Learn by Directing AI

Step 1: Dr. Petrova's prompt

Dr. Nadia Petrova, a senior data scientist, sends a brief message: "the client said 'understand our booking patterns.' that's not a question type. what are they actually asking -- description, inference, or causation? the methodology depends entirely on the answer."

She is right. Every previous project gave you the question type. P1 was descriptive. P2 was predictive regression. P3 was inferential. P4 was classification. P5 was demand forecasting. This time, nobody tells you. The brief is ambiguous, and the analytical approach you choose determines what the entire analysis looks like.

Step 2: Articulate the framings

Direct AI to articulate what each possible framing of Hassan's request would produce. Give it the brief -- "I want to understand our booking patterns" -- and ask: what would a descriptive analysis produce? What would an inferential analysis produce? What would a predictive analysis produce? What would a causal analysis produce?

Each framing leads to a fundamentally different analysis:

Descriptive: "What are the booking patterns?" Seasonal charts, segment breakdowns, growth rates. Output: a report showing what happened.
Inferential: "What factors are associated with booking growth?" Regression with coefficients, effect sizes, confidence intervals. Output: findings with evidence about which factors matter.
Predictive: "How many bookings next quarter?" A forecast model with holdout evaluation. Output: point predictions with error bounds.
Causal: "Did the marketing shift cause the growth?" Causal inference methods, confounding controls. Output: causal claims with strong assumptions.

The framing choice is not cosmetic. Each produces a different deliverable, requires different methods, and answers a different question.

Step 3: Notice AI's default

Now ask AI a different question. Without specifying inference, ask it to suggest the best analytical approach for Hassan's data. Something like: "Given this booking data and marketing spend data, what's the best way to analyze whether Hassan's business decisions are working?"

Read what AI suggests.
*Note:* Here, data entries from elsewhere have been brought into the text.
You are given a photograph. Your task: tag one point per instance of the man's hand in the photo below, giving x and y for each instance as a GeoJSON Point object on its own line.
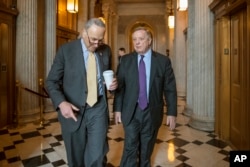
{"type": "Point", "coordinates": [113, 85]}
{"type": "Point", "coordinates": [117, 116]}
{"type": "Point", "coordinates": [68, 110]}
{"type": "Point", "coordinates": [171, 122]}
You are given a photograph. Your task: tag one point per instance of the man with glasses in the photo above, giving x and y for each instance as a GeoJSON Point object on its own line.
{"type": "Point", "coordinates": [84, 117]}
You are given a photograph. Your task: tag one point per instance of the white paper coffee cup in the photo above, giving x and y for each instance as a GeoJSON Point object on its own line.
{"type": "Point", "coordinates": [108, 77]}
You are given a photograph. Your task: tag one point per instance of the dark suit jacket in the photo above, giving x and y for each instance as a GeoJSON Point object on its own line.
{"type": "Point", "coordinates": [162, 82]}
{"type": "Point", "coordinates": [66, 80]}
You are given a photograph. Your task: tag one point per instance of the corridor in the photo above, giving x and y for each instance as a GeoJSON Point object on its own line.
{"type": "Point", "coordinates": [32, 145]}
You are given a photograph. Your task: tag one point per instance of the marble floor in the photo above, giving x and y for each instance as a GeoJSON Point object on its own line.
{"type": "Point", "coordinates": [32, 145]}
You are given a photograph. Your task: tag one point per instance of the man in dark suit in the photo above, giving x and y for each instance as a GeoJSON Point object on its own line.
{"type": "Point", "coordinates": [144, 76]}
{"type": "Point", "coordinates": [84, 123]}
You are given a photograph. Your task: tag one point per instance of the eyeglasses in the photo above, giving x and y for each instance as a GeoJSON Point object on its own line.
{"type": "Point", "coordinates": [93, 41]}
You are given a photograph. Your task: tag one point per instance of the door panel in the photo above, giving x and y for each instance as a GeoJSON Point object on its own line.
{"type": "Point", "coordinates": [238, 117]}
{"type": "Point", "coordinates": [4, 40]}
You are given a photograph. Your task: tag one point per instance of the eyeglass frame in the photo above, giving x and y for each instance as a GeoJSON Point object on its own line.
{"type": "Point", "coordinates": [99, 41]}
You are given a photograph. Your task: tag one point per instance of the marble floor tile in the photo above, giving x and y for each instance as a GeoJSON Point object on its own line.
{"type": "Point", "coordinates": [32, 145]}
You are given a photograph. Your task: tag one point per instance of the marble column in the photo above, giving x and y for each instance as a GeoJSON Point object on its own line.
{"type": "Point", "coordinates": [105, 11]}
{"type": "Point", "coordinates": [50, 41]}
{"type": "Point", "coordinates": [190, 49]}
{"type": "Point", "coordinates": [91, 9]}
{"type": "Point", "coordinates": [26, 59]}
{"type": "Point", "coordinates": [180, 52]}
{"type": "Point", "coordinates": [82, 14]}
{"type": "Point", "coordinates": [202, 69]}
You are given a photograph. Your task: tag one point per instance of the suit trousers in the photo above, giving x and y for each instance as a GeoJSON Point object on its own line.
{"type": "Point", "coordinates": [140, 137]}
{"type": "Point", "coordinates": [88, 146]}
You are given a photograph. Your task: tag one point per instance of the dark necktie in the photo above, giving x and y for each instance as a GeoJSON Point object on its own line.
{"type": "Point", "coordinates": [143, 102]}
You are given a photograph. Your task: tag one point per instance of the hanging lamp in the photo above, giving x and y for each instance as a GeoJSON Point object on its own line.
{"type": "Point", "coordinates": [72, 6]}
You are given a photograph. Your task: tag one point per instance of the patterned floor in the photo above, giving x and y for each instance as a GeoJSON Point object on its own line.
{"type": "Point", "coordinates": [33, 145]}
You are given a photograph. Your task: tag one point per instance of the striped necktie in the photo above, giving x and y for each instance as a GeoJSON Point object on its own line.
{"type": "Point", "coordinates": [92, 80]}
{"type": "Point", "coordinates": [143, 102]}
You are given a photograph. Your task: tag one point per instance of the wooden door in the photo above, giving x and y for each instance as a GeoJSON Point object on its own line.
{"type": "Point", "coordinates": [238, 114]}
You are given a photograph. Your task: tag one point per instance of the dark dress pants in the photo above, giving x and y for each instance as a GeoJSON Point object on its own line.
{"type": "Point", "coordinates": [88, 146]}
{"type": "Point", "coordinates": [140, 138]}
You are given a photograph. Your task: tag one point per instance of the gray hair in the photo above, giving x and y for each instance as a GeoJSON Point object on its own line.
{"type": "Point", "coordinates": [148, 32]}
{"type": "Point", "coordinates": [94, 21]}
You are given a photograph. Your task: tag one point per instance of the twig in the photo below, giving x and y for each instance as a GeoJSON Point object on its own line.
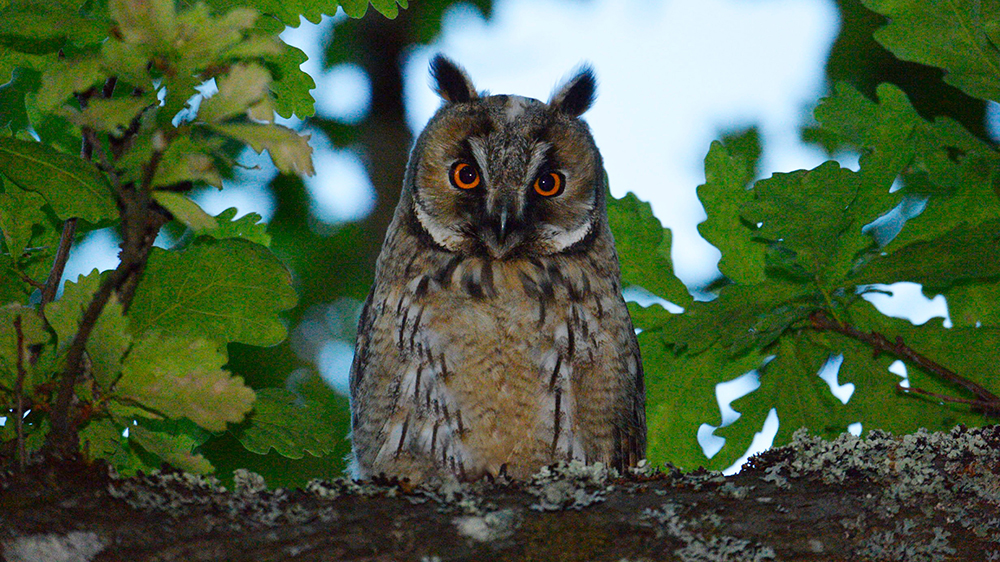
{"type": "Point", "coordinates": [59, 262]}
{"type": "Point", "coordinates": [985, 401]}
{"type": "Point", "coordinates": [986, 407]}
{"type": "Point", "coordinates": [87, 146]}
{"type": "Point", "coordinates": [140, 225]}
{"type": "Point", "coordinates": [19, 394]}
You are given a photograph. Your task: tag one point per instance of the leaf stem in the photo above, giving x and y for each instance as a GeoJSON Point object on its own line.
{"type": "Point", "coordinates": [59, 263]}
{"type": "Point", "coordinates": [986, 401]}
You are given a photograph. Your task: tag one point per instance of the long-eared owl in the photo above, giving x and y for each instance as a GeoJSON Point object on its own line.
{"type": "Point", "coordinates": [495, 338]}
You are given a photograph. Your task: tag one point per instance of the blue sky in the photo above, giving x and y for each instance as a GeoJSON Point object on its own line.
{"type": "Point", "coordinates": [673, 76]}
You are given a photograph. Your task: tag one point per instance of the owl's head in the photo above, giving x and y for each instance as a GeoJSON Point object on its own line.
{"type": "Point", "coordinates": [506, 176]}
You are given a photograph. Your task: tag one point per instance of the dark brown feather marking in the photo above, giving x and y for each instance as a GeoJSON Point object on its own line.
{"type": "Point", "coordinates": [416, 326]}
{"type": "Point", "coordinates": [471, 286]}
{"type": "Point", "coordinates": [409, 264]}
{"type": "Point", "coordinates": [443, 276]}
{"type": "Point", "coordinates": [486, 275]}
{"type": "Point", "coordinates": [444, 369]}
{"type": "Point", "coordinates": [530, 287]}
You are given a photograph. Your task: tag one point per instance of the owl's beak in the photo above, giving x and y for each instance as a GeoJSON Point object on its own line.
{"type": "Point", "coordinates": [503, 225]}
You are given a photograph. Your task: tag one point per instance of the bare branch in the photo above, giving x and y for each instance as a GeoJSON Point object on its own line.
{"type": "Point", "coordinates": [19, 395]}
{"type": "Point", "coordinates": [986, 401]}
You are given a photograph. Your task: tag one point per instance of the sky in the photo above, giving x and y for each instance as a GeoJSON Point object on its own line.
{"type": "Point", "coordinates": [672, 76]}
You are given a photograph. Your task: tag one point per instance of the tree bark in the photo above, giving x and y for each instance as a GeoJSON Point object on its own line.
{"type": "Point", "coordinates": [918, 497]}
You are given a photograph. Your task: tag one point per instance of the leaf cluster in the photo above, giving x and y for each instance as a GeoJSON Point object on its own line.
{"type": "Point", "coordinates": [808, 245]}
{"type": "Point", "coordinates": [110, 113]}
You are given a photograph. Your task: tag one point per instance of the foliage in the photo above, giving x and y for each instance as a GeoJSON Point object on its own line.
{"type": "Point", "coordinates": [110, 113]}
{"type": "Point", "coordinates": [800, 251]}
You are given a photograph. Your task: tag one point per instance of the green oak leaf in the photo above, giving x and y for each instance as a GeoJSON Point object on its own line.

It will likely propose building a prediction model -- forecasting future bookings, perhaps with time series methods or a regression model evaluated on holdout accuracy. This is the most technically impressive approach. It is also not what Hassan needs.

Hassan's decision is whether to double down on digital marketing. He needs to know whether the marketing shift is associated with booking growth after accounting for other factors. That is an inference question, not a prediction question. A booking forecast tells Hassan how many bookings to expect next month. It does not tell him whether the marketing change worked.

AI defaults to prediction because prediction is the most technically complex approach, and AI gravitates toward complexity. This is a consistent bias, not a one-time mistake. Recognizing it is part of directing AI effectively.

Step 4: Ask Hassan to clarify

Go back to the platform. Present the framings to Hassan and ask which one serves his decision. Something like: "Before I start the analysis, I want to make sure we're answering the right question. Are you looking to describe what's been happening, figure out what's driving the growth, or predict future bookings?"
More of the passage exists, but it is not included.